Photo: Matej Leskovšek

Hayracks (Slov. kozolci) are a farming achievement with hundreds of years of tradition behind them. They demonstrate an incredible aptitude for using natural materials and a mastery of the traditions of carpentry.

The kozolec, a form of hay rack or drying frame, is an unmistakable part of Slovenia's ethnological heritage. 

Individual examples differ greatly in form, size and purpose of use. The most common types are the toplar or double kozolec, the split-level kozolec ("na kozla") and the low kozolec. Single hay racks predominate in the Upper Sava Valley and on the Kranj–Sora Plain. Most hay racks in Dolenjska, south-western Štajerska, northern Primorska, the hills around Škofja Loka, Notranjska, Bela krajina, Koroška and the area around Ljubljana are of the toplar type. The appearance, size and decoration of these hay racks or drying frames, and also the material of which they were built, depended on the wealth of their owner (or the person who commissioned them) and, of course, on the skill of the craftsman who built them. Nowhere else in the world do we find that variety of types and characteristic forms of kozolec that have developed in Slovenia. 

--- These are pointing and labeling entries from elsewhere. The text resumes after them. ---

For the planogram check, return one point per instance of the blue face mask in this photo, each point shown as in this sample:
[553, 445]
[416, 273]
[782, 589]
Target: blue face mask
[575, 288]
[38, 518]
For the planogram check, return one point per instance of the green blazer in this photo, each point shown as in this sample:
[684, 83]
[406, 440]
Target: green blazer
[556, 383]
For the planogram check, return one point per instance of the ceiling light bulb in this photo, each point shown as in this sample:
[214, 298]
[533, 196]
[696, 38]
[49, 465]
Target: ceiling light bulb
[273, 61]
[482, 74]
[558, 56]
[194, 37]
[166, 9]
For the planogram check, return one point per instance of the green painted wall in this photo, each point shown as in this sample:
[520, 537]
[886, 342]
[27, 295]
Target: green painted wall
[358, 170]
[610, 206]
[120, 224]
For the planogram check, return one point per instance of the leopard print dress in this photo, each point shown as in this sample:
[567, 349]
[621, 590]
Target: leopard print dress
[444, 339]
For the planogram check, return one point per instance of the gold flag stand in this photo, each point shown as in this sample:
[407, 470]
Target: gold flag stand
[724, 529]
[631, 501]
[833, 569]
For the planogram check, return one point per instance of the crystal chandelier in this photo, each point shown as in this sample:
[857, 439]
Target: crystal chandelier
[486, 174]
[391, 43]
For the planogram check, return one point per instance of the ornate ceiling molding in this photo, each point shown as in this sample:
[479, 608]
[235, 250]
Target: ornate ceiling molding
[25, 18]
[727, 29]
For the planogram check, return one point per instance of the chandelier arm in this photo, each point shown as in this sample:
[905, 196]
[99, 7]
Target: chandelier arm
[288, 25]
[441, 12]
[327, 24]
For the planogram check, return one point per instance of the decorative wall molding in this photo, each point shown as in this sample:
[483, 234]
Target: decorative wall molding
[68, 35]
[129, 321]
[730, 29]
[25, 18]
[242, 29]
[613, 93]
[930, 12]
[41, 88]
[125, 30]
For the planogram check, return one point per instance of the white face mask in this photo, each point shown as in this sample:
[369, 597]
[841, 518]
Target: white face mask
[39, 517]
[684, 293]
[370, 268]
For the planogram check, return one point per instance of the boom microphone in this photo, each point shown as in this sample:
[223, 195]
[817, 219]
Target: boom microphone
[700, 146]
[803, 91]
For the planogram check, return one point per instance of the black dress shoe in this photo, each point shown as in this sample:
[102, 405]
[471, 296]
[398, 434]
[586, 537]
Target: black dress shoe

The Land of Hay Racks  in Šentrupert in the Dolenjska region is the first open-air kozolec museum. Several types of kozolec can be seen here. The oldest, "Luka's Kozolec" (originally from Trstenik, north of Kranj) dates from 1795 and is the oldest in the world. These structures were also popular with children, who used them to play hide-and-seek, to swing from, and for other children's games. They were also used for celebrations, the first Masses of newly ordained priests, theatrical performances and a variety of jobs on the farm such as corn husking, stripping leaves from tubers, etc. Sometimes an improvised wine shop or tavern known as a pušlšank (from the German Buschenschank, referring to the bush of twigs hung at the entrance) would be set up in a kozolec to sell locally produced food and wine. A kozolec also provided overnight accommodation for travellers and beggars. Young men would often sleep in them during the summer months.

Hay racks in other European countries do not have roofs and are only used for drying, while those in Slovenia have a much wider range of uses. Almost all of them have a roof and they are used to dry corn, hay, maize, flax, hemp, pulses, tubers, ferns, and so on, and also for storing tools, machinery, planks of wood and grain. The Slovenian type of kozolec can also be found in Austria, Italy and Croatia.